È primo pomeriggio: nell’atrio dell’Arsenale della Pace del Sermig di Torino è un continuo arrivare di aiuti che partiranno per l’Ucraina: c’è chi raccoglie, chi divide, chi inscatola… 
Centinaia di giovani proseguiranno fino a sera, senza sosta, ed è così da giorni. Tra loro Vanessa, 16 anni, frequenta la terza liceo classico. «Vengo qui al Sermig a fare servizio ogni sabato, ma vista la situazione di emergenza, ora sono qui quasi tutti i giorni». La pace? «Per me è questo: fare qualcosa per gli altri, qualunque aiuto è un gesto di pace, anche riempire degli scatoloni…». Un’idea maturata a poco a poco: «Fino a qualche anno fa quando sentivo persone che dicevano che ‘fare del bene ti torna indietro’ pensavo fosse una frase fatta, poi sono venuta qui un’estate e ho capito che è davvero così, nel senso che il fare il bene è come piantare un seme di pace, di giustizia: tutti poi godranno di quello che cresce, anche tu stesso ». Un esempio? «Qualche giorno fa sono arrivati due ragazzi che litigavano, sono stati accolti, si sono messi anche loro a inscatolare e a poco a poco, facendo per gli altri il loro astio si è dissolto. Credere e costruire la pace è spostare lo sguardo sugli altri, ciascuno con le proprie capacità, attitudini… Parlando in questi giorni con i miei coetanei nessuno di noi si sarebbe aspettato di venire qui per una guerra, siamo sconvolti da quello che sta accadendo in Europa, ma non per questo ci scoraggiamo: continuiamo a impegnarci con il nostro servizio per la pace, e non per la pace di un popolo, ma di tutti. Credere nella pace significa volere che tutti ne possano godere». 
Accanto a Vanessa Marta, 27 anni, da 7 mesi volontaria al Sermig: «Pace è il frutto del mettersi in gioco, del donarsi. Tutti abbiamola possibilità di contribuire alla giustizia e alla pace perché tutti abbiamo la possibilità di donare qualcosa e qui lo vedi spesso. Arrivano le persone a portare aiuti e chiedono di dare una mano a loro volta. Questo è un grande segno di speranza per noi giovani, un invito a continuare su questa strada. Pace per me è soprattutto relazione di accoglienza verso chi si incontra: anche un sorriso è uno strumento di pace». 
Mattia fa parte della Fraternità, con un megafono richiama l’attenzione su come procedere a inscatolare, poi anche lui si ferma un attimo: «Pace? È restituzione, è ridare a tutti la dignità di cui hanno diritto.

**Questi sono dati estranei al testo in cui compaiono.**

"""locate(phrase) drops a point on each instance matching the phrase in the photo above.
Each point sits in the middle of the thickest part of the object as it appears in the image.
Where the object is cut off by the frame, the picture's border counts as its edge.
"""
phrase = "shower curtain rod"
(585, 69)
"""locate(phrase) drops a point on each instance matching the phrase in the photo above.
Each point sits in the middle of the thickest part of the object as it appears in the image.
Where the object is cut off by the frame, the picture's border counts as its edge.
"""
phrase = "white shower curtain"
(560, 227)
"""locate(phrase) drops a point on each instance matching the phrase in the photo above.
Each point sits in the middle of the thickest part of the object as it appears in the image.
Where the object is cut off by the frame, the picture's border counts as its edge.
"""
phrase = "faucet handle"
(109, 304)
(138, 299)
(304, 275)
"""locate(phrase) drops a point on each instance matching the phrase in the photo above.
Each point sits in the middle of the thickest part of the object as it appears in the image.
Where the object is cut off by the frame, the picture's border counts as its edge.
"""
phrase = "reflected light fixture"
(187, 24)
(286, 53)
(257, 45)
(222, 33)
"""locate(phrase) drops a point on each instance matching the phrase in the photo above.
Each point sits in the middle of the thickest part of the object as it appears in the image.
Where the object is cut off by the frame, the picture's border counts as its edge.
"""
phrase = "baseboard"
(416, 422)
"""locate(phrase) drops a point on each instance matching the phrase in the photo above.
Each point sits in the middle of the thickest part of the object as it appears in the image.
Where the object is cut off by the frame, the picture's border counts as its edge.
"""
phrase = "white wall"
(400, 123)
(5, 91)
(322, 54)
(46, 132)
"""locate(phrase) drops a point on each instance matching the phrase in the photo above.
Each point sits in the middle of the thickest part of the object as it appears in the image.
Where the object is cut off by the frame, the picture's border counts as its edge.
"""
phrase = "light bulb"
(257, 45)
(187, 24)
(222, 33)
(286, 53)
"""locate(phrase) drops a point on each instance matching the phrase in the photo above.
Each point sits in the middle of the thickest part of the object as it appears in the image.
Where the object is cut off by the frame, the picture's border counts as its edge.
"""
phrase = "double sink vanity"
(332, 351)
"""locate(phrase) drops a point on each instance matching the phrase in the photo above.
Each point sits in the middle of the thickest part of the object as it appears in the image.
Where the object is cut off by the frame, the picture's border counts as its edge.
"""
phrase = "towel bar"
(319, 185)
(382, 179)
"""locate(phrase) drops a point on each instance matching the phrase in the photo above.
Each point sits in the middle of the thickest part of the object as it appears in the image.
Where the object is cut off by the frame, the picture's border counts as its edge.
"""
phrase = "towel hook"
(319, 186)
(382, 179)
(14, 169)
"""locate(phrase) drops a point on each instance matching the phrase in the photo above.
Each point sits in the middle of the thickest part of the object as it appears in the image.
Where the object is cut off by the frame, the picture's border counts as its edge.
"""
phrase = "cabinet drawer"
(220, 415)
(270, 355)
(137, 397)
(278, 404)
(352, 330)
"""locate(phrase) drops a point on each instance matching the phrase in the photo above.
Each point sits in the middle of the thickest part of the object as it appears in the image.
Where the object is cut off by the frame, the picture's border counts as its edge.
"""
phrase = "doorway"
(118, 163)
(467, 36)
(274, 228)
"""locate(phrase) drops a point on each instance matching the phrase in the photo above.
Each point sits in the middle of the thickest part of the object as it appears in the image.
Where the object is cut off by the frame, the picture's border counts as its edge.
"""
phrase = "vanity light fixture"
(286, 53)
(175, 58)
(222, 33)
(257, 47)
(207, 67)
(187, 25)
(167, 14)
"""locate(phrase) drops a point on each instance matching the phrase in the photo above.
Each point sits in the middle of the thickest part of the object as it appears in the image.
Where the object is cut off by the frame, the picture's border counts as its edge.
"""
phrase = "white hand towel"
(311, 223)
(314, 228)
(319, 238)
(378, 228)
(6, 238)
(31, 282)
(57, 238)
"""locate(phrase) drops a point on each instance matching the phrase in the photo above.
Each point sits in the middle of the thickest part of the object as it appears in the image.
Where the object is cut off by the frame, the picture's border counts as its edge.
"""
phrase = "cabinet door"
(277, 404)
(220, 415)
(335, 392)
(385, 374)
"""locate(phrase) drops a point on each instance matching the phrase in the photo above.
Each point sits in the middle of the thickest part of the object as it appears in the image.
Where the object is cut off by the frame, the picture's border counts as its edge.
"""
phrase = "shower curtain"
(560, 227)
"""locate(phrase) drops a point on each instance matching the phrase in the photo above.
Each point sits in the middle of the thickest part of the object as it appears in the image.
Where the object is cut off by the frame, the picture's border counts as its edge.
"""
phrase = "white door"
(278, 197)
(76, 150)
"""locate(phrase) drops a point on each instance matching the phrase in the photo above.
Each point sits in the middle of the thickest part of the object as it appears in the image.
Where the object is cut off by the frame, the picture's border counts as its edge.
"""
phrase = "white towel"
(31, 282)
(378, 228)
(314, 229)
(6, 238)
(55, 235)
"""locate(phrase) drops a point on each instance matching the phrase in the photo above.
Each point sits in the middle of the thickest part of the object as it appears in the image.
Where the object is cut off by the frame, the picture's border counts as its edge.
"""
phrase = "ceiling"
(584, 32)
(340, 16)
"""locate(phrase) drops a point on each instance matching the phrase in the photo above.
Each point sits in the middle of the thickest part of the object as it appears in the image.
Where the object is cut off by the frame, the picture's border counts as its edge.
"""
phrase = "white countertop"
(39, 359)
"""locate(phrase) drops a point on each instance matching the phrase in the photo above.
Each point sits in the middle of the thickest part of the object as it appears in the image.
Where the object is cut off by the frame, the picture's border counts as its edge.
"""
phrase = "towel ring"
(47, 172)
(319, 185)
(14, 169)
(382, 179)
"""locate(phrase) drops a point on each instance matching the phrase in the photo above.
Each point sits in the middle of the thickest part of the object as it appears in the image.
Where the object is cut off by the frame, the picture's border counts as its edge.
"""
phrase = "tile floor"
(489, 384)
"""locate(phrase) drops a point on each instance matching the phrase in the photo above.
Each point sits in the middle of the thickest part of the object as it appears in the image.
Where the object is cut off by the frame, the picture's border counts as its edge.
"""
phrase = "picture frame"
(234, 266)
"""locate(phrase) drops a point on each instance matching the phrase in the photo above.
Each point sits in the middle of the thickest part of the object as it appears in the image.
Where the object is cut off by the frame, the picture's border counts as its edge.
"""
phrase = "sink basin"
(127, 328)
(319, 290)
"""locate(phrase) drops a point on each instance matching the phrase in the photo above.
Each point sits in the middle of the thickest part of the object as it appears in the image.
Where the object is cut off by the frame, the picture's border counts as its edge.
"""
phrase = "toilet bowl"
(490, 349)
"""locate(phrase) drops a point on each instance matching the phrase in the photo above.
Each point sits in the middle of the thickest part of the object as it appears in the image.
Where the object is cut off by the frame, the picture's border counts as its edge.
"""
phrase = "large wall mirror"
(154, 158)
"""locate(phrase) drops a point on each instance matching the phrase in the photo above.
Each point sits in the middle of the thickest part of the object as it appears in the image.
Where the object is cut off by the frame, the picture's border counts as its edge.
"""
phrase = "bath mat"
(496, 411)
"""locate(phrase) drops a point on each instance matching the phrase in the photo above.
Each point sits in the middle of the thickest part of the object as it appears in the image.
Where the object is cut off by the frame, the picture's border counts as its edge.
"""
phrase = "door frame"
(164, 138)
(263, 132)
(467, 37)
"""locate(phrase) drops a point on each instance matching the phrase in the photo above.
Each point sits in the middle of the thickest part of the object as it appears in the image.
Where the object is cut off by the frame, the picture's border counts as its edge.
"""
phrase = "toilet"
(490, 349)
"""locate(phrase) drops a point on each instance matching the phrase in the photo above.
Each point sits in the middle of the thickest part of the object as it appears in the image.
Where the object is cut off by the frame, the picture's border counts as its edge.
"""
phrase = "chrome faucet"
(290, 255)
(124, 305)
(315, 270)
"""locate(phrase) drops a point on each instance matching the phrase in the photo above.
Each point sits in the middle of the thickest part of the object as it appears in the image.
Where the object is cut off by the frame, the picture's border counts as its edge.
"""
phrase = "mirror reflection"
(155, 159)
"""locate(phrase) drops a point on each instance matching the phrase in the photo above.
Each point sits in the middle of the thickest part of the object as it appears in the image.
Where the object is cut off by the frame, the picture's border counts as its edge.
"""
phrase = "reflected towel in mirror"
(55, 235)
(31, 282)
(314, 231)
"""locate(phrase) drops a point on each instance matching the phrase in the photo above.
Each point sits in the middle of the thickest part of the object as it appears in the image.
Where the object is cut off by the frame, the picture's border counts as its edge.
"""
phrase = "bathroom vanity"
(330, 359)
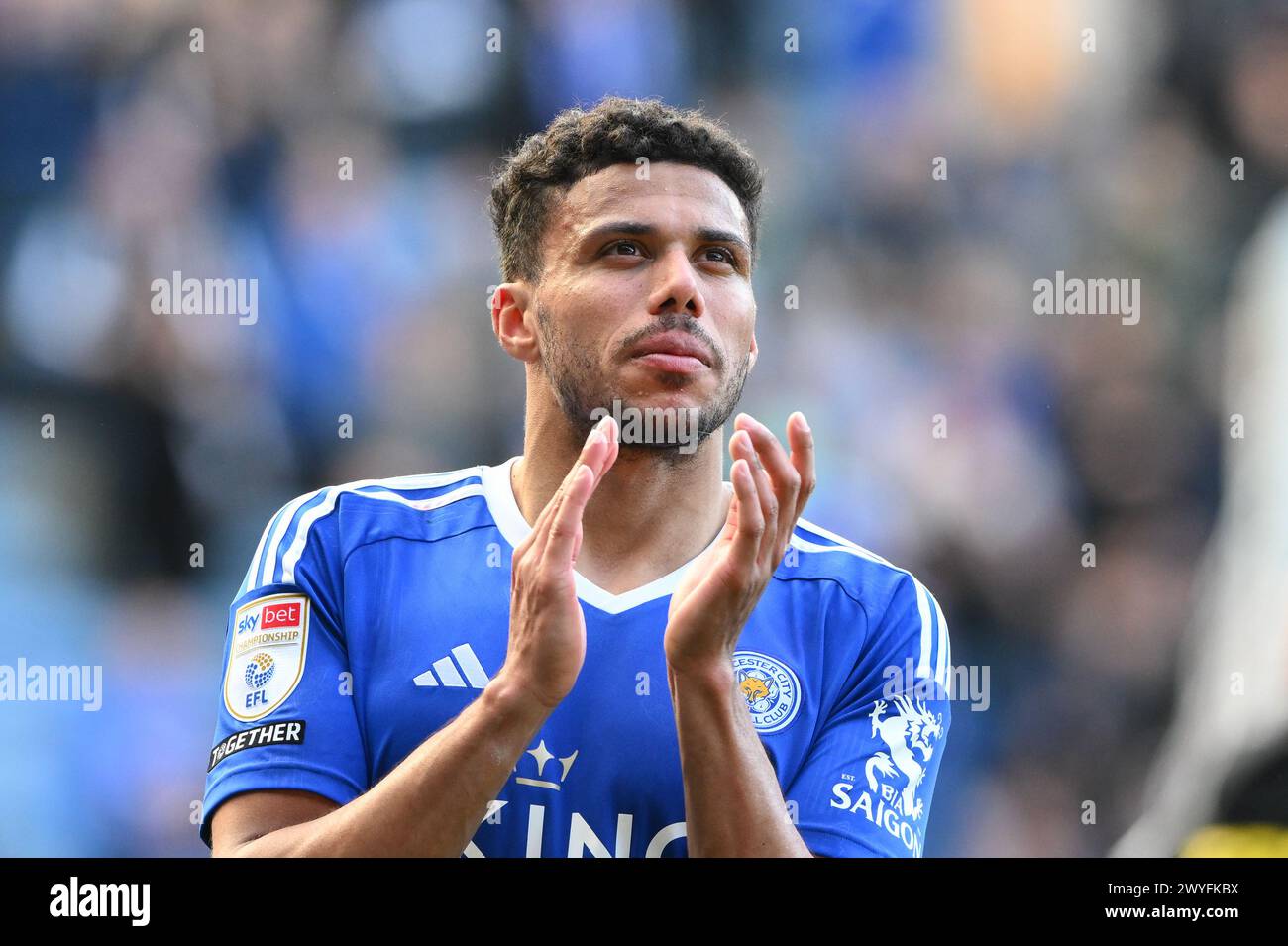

Qui siamo a migliaia a cercare di non subire passivamente la guerra, bilanciando il tanto male con il bene del dono di sé e della condivisione». (articolo di Federica Bello)

Dalla parabola dei Talenti alle Beatitudini

Agli studenti ho proposto una lettura un po’ insolita della parabola dei talenti arrivando ad associarla al Discorso della Montagna.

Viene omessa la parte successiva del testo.